Although the Ministry of Culture, Sports and Tourism and other related government agencies are promising to strengthen their monitoring of illegal downloads, they could do worse than to look in the mirror as public servants are found to be among the biggest customers for the unauthorized copies.
According to figures from the Korea Copyright Commission, public organizations were cited more than 2,600 times through August this year for using pirated software. The violations are on course to exceed 3,000 by the end of the year, representing a dramatic increase from around 700 cases in 2008 and 1,900 last year, although the inflated numbers have much to do with the increased number of regional government organizations put under watch.
Predictably, the use of pirated software was found to be more frequent among provincial agencies than central government units, apparently a result of the lax control in past years.
The violations among special regional administrative agencies, which hadn’t been screened for software piracy until this year, reached 959 through the Jan.-Aug. period, which was about three times more than the 336 cases reported from central government agencies.
Regionally-based state-run enterprises were tagged 593 times for illegal software use through August, significantly higher than the 149 violations throughout last year.
``The widespread use of pirated computer software among public organizations was found to be at shocking levels,’’ said Lee Yong-kyung, the former chief executive of telecommunications giant KT and now a lawmaker of the Creative Korea Party.
``The culture ministry needs to be stricter in monitoring the use of pirated software among public organizations, which is crucial for helping the country’s devastated software industry that is currently on life support.’’
The ministry helms the policies related to the protection of intellectual property, and took over the duty of monitoring cyber piracy from the Ministry of Information and Communication, which was absorbed by the Korea Communication Commission (KCC) at the start of the Lee Myung-bak government.
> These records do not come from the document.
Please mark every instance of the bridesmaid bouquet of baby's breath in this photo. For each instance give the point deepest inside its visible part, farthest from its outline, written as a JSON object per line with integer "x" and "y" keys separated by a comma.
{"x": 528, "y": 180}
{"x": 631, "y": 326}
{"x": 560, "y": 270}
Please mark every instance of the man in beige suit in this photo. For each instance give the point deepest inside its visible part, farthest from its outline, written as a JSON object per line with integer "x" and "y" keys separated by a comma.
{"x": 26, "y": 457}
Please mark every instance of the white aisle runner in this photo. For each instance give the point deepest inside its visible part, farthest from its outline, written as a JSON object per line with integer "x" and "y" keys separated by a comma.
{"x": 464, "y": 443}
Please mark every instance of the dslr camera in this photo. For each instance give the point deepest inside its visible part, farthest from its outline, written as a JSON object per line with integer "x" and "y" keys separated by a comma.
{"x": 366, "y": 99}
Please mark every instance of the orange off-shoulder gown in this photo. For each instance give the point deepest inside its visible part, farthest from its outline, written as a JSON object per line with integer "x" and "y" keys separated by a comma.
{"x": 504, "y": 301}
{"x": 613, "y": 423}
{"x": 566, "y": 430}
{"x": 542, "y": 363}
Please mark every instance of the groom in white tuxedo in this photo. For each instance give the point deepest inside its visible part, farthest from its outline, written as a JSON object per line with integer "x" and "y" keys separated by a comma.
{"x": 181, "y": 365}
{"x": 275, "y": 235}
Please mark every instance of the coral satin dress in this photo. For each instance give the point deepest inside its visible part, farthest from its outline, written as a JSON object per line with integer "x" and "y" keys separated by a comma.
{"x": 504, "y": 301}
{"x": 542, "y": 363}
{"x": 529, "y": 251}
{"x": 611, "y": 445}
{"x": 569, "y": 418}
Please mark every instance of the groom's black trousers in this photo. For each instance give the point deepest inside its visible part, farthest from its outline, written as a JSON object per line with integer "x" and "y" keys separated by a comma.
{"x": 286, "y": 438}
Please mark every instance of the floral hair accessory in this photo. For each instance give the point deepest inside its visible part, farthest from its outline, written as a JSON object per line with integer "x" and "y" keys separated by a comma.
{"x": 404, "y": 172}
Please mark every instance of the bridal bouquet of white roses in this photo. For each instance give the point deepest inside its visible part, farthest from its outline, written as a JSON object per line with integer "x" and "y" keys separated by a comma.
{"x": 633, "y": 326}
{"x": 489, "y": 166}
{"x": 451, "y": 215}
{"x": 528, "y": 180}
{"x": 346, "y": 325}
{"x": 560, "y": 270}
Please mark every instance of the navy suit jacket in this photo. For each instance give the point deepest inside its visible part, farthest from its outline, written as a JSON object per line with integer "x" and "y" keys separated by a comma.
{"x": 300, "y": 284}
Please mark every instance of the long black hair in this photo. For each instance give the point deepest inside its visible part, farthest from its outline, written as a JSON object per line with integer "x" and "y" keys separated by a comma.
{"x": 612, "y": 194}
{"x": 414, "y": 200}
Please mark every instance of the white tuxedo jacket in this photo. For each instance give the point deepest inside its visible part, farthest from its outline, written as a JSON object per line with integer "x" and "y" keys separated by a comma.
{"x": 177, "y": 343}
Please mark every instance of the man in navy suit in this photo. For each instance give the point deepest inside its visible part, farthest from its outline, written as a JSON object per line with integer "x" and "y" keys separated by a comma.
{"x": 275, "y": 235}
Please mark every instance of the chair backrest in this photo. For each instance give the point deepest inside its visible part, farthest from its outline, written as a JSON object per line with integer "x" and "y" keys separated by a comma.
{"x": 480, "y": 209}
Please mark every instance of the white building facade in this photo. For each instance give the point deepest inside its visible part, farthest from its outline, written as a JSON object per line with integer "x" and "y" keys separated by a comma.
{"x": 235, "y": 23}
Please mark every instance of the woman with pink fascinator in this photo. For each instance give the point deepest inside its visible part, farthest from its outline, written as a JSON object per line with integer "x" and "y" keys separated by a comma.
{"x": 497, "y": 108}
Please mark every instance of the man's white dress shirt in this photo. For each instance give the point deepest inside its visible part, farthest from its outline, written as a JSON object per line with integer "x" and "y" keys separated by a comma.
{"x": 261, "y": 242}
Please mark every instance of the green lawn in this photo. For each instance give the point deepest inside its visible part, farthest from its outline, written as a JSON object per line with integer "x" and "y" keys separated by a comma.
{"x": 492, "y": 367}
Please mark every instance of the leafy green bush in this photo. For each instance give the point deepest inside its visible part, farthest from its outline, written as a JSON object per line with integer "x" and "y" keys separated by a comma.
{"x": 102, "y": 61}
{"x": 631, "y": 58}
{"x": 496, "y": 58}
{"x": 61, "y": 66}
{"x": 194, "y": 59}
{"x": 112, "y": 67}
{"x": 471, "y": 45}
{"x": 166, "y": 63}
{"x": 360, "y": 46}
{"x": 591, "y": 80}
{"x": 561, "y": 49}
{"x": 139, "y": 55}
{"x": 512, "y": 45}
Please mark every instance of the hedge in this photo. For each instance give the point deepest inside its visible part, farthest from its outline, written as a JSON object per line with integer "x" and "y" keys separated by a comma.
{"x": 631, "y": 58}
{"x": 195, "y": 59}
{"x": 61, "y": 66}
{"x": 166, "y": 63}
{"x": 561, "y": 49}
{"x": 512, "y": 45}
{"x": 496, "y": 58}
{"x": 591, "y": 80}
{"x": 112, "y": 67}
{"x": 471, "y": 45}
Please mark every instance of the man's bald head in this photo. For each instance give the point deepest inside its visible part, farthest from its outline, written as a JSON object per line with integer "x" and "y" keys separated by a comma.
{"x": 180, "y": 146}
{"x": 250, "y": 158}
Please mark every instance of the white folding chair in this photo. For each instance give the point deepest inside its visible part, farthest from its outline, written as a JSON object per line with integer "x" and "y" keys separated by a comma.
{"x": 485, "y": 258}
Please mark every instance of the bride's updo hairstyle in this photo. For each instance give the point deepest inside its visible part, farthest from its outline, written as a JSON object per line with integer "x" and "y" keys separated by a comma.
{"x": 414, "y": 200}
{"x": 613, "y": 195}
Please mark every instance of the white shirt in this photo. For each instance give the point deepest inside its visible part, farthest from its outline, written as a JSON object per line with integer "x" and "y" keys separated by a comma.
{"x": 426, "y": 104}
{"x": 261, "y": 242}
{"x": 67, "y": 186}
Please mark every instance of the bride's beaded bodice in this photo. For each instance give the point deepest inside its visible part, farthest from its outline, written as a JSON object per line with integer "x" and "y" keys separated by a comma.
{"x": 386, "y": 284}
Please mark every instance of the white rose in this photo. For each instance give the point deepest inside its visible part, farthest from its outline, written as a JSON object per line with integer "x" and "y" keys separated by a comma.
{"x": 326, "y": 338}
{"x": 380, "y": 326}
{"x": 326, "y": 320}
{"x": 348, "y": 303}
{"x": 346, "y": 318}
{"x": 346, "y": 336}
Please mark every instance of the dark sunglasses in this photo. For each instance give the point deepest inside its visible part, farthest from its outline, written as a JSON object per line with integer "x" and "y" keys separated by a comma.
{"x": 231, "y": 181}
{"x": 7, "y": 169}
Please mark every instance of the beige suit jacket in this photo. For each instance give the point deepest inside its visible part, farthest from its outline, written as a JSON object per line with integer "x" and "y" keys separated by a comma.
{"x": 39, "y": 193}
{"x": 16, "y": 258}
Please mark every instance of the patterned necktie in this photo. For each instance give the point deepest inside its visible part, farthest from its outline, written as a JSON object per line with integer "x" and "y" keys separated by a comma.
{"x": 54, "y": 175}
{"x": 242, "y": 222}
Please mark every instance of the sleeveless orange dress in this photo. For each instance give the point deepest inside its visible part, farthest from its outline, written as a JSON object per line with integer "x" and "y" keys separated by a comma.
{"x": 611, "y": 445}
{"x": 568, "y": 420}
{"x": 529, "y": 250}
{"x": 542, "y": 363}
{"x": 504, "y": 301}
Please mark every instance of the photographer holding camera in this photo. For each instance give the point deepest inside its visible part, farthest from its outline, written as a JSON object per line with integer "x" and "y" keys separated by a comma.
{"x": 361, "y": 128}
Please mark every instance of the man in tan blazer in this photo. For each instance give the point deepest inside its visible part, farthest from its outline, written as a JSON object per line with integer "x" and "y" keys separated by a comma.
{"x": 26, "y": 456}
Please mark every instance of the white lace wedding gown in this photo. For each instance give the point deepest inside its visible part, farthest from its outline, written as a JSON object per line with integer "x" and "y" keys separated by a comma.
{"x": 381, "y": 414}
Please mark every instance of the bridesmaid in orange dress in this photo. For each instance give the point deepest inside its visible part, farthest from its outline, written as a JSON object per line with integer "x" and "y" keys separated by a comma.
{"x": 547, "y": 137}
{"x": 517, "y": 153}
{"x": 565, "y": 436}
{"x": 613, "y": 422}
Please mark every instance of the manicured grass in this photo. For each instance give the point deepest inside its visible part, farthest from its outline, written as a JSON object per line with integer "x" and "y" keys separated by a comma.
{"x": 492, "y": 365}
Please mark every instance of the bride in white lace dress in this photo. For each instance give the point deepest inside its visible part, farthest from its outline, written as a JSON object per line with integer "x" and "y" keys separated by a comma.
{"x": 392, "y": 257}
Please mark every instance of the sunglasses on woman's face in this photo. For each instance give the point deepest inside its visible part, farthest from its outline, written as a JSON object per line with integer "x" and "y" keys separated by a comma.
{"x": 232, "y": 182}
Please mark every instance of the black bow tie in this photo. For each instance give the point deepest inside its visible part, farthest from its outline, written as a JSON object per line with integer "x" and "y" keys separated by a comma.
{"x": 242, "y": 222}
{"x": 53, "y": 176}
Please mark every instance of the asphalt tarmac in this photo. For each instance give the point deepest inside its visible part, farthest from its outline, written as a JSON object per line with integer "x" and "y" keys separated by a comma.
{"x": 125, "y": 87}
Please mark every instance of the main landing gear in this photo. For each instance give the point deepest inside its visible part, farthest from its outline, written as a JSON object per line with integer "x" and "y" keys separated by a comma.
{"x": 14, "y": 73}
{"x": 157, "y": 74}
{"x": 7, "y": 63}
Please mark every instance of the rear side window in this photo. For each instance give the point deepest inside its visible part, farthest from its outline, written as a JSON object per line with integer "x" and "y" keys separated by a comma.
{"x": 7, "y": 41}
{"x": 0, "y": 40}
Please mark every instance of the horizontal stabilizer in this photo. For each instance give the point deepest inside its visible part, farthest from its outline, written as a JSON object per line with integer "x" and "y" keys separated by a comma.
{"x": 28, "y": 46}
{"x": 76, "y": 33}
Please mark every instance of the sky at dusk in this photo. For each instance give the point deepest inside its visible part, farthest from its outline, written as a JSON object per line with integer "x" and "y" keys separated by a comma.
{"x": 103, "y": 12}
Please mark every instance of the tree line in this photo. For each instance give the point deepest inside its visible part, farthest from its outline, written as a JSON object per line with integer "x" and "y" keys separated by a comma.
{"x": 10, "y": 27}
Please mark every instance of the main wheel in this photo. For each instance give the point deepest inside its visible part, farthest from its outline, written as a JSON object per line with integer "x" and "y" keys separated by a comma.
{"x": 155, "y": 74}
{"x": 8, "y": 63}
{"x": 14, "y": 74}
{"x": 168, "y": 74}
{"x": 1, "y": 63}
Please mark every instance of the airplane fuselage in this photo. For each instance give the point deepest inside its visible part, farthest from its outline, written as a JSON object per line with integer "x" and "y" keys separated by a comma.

Although the communication ministry had focused on detecting pirated computer software and games, the culture ministry now also looks for for illegally copied music, movies and printed material.
The latter has been failing to show the required commitment to match its increased responsibility, Lee claimed. The communication ministry had operated a 60-man team to monitor software piracy back in 2005, but the culture ministry has now assigned just over 30 employees to screen for illegal downloads, Lee said.
``About 41 percent of software used in Korea was founded to be pirated last year, which is an improvement from the 43 percent in 2008. However, the losses from software piracy remained consistently high at $570 million last year, basically at the same level of 2008,’’ Lee said.